Rights group: Sri Lankan war report is a whitewash

By BHARATHA MALLAWARACHI
An international rights group on Tuesday called Sri Lanka's report on its 26-year civil war an attempt to whitewash growing evidence of alleged government atrocities.
Two years after the conflict ended, Sri Lanka conceded for the first time this week that troops caused civilian deaths in the last months of fighting against Tamil Tiger rebels. But its war report takes no responsibility for those deaths or for any alleged violations of the rules of war, New York-based Human Rights Watch said.

"This is just the latest and glossiest effort to whitewash mounting evidence of government atrocities during the fighting," the group's Asia director, Brad Adams, said in a statement.

Sri Lanka has been under increasing international pressure to allow for an independent investigation into alleged human rights violations by both troops and rebels, which a U.N. experts panel said could amount to war crimes.

The 161-page report released Monday by the Sri Lankan Defense Ministry reverses two years of government insistence that its troops adhered to a "zero civilian casualty policy."

However, it denies allegations that troops committed rights violations and executed prisoners, and says the civilian deaths were unavoidable given the magnitude of the fighting and ruthlessness of the opponent.

It does not say how many civilians may have been killed, though the U.N. panel has said tens of thousand perished in just the last months of the war.

The report says the government was forced to go to war after unsuccessful attempts to broker peace with the independence-seeking rebels, and that its military operation followed international laws while accusing the rebels of abuses including using civilians as human shields and conscripting child soldiers.

Human Rights Watch urged international governments to reject the "factually challenged report" and renew calls for government accountability, saying alleged rebel abuses did not justify violations by government security forces.

The government's report "is yet another feeble attempt to convince the world, despite growing evidence to the contrary, that government forces committed no crimes."

The troops are alleged to have deliberately shelled civilians in a no-fire zone, targeted hospitals and blocked food and medical aid, according to the U.N. panel.

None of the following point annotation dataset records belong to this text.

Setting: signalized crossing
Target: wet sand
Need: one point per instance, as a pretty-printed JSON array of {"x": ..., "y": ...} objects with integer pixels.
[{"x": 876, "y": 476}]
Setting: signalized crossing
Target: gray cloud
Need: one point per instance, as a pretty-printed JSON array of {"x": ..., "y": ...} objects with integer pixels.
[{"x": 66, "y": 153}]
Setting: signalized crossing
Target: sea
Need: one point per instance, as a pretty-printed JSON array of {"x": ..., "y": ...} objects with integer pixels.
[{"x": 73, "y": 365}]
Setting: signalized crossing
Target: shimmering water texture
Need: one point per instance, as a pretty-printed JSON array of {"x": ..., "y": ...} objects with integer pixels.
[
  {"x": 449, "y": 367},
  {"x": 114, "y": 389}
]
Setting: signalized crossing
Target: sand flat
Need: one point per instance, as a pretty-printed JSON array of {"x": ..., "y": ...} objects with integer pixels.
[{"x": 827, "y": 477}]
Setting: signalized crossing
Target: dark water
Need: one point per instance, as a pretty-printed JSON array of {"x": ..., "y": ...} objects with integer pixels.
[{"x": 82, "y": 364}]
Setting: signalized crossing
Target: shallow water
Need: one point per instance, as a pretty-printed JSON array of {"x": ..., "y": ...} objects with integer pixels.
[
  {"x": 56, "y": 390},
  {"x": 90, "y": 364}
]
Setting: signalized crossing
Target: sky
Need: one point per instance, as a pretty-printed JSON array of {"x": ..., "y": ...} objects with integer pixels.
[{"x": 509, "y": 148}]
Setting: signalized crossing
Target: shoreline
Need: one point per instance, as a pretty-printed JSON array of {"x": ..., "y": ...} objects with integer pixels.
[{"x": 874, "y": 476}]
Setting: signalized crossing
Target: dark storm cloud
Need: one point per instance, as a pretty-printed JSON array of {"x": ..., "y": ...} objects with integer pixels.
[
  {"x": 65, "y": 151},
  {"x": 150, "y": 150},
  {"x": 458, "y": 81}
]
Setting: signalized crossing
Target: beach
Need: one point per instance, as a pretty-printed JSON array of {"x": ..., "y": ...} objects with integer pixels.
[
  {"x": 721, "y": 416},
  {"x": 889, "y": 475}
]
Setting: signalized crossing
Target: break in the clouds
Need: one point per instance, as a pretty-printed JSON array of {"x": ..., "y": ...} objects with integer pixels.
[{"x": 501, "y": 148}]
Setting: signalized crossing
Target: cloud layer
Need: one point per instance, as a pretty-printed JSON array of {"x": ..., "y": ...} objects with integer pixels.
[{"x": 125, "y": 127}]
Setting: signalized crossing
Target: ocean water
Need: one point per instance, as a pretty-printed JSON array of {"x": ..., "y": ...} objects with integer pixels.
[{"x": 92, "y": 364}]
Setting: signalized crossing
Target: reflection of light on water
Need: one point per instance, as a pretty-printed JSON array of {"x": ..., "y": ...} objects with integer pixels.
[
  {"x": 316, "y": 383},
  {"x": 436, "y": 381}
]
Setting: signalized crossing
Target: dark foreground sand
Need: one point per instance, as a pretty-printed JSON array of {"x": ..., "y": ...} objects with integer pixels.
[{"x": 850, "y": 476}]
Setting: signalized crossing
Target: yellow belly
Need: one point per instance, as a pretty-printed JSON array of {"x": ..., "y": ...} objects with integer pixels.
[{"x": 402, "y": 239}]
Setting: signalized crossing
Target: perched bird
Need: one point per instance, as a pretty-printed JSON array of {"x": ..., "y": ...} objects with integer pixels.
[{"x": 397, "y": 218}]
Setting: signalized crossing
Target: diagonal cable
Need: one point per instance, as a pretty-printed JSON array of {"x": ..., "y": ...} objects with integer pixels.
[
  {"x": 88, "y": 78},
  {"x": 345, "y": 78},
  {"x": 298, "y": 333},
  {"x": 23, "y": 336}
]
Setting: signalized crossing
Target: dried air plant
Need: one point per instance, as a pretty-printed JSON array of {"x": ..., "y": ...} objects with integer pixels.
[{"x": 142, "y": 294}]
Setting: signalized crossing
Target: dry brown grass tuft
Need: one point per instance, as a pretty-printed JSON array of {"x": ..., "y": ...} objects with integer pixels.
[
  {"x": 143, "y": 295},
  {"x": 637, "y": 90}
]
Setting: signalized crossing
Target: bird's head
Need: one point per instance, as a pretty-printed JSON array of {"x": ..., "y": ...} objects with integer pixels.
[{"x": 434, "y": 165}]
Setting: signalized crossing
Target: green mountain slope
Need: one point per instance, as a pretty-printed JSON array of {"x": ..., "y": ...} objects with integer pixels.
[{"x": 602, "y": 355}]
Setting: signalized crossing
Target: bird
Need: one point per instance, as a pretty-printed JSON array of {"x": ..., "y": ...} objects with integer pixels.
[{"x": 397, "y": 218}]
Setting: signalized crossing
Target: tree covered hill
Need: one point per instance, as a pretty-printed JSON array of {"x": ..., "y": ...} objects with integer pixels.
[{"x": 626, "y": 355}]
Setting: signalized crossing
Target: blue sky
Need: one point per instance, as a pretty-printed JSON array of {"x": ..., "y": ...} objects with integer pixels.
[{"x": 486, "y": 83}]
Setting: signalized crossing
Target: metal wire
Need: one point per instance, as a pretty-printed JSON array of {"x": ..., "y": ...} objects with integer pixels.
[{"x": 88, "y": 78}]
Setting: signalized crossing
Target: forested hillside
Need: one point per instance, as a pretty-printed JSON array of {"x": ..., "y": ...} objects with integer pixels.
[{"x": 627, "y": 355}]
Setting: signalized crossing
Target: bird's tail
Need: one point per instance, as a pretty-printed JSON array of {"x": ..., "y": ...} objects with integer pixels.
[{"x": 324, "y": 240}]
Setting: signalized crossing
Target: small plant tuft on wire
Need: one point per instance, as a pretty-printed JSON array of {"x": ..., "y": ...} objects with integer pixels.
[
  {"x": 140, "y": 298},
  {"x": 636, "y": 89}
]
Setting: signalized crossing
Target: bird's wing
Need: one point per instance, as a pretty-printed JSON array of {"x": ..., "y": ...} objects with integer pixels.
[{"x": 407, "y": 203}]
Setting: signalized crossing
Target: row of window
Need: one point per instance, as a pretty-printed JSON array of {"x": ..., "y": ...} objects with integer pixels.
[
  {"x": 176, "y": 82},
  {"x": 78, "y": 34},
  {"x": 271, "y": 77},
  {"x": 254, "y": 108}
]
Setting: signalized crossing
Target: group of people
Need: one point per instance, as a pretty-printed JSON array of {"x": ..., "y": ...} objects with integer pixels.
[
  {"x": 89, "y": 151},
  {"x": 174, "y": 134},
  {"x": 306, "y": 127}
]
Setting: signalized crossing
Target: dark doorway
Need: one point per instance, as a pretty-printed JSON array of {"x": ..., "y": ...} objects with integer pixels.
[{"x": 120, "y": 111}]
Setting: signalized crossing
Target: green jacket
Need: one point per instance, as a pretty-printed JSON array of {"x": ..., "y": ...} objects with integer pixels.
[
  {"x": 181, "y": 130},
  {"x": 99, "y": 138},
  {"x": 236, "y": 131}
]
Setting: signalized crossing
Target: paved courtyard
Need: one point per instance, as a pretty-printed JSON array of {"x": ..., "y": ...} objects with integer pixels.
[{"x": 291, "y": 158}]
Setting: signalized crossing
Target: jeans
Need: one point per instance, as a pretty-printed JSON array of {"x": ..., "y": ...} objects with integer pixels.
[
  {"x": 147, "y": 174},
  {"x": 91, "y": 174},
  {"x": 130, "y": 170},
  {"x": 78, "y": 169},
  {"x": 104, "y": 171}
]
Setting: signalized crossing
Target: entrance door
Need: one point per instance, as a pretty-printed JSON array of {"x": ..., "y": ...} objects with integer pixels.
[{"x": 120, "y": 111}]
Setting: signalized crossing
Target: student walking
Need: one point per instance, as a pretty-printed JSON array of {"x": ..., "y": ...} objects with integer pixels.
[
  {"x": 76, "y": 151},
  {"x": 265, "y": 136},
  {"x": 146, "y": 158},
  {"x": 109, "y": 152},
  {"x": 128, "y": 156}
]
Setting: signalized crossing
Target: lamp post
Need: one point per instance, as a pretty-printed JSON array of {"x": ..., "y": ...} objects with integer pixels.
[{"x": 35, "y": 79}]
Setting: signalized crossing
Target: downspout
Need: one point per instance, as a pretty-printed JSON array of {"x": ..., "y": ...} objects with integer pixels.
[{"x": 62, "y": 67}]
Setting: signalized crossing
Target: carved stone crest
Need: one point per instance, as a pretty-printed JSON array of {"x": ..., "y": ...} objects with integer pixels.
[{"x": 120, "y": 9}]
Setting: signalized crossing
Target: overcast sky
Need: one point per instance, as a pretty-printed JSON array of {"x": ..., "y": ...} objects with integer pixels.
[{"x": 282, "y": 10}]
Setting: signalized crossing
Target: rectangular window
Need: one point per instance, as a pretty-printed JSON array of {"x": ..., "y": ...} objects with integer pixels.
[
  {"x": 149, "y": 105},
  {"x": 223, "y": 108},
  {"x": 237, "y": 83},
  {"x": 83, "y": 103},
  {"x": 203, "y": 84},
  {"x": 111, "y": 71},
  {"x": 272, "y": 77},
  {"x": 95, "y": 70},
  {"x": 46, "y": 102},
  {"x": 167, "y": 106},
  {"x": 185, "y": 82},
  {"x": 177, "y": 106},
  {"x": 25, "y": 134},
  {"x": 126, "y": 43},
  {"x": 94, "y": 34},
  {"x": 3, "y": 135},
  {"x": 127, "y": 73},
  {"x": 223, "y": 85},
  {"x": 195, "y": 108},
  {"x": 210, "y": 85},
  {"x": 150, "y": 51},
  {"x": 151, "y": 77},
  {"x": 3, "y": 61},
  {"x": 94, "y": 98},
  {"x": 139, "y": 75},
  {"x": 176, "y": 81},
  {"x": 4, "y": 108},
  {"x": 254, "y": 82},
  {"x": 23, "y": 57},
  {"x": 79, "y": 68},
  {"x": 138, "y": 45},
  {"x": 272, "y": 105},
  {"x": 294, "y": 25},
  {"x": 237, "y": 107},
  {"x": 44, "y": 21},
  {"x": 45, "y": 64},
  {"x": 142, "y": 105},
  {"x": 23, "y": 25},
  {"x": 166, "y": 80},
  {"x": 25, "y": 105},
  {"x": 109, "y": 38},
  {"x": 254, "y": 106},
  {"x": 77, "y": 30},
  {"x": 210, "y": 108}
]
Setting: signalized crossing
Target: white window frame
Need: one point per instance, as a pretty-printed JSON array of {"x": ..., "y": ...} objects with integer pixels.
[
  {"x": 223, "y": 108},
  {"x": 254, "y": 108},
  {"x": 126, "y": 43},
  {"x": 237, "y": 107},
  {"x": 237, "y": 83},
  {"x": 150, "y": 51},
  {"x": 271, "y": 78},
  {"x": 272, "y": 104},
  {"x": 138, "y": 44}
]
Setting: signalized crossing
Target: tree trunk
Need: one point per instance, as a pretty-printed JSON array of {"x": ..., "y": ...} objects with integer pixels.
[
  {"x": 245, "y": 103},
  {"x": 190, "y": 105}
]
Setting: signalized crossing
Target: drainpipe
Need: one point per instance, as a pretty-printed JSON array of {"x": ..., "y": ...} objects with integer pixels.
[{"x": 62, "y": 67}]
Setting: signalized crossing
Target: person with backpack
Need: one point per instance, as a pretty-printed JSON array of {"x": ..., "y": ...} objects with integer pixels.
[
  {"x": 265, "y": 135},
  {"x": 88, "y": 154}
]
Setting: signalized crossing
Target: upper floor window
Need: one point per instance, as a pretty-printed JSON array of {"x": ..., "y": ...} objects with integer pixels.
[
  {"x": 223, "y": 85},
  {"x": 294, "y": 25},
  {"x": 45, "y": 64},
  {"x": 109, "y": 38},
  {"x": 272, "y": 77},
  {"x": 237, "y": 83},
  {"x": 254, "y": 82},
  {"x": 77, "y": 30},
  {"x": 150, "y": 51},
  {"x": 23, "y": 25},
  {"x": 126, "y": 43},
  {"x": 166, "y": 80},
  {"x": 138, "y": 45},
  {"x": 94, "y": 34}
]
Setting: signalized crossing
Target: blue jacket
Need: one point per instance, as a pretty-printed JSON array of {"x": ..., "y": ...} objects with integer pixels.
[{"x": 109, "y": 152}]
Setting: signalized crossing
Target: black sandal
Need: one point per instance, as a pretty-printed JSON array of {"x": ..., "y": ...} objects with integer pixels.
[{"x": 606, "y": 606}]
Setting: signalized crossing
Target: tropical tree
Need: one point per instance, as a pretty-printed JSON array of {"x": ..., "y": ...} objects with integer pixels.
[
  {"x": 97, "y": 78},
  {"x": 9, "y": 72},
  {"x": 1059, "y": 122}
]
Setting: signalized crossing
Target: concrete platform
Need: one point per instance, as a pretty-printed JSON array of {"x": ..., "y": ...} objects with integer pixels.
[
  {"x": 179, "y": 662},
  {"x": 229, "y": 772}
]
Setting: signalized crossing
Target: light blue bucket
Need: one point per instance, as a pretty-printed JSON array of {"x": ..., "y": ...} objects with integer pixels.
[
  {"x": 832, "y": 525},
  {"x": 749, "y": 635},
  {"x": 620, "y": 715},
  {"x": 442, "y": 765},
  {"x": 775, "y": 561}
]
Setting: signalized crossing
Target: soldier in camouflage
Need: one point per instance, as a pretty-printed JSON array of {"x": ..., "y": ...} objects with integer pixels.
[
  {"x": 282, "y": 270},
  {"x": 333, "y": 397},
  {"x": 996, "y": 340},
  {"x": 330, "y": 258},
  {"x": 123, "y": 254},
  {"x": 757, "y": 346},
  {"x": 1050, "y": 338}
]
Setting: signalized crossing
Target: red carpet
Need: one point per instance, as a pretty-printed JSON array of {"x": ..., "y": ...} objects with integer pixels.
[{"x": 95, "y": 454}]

Footage allegedly taken by front-line soldiers and aired on Britain's Channel 4 television appears to show blindfolded prisoners being shot at close range and the naked bodies of women being loaded into a tractor trailer.

Defense Secretary Gotabhaya Rajapaksa on Monday accused Channel 4 of "promoting baseless accusations whose sole purpose is to discredit Sri Lanka."

Hundreds of government supporters, including state-run media journalists, protested Tuesday in Colombo against the UK channel with placards reading "Stop Channel 4 dirty media tricks" and "Channel 4 — Enough is enough."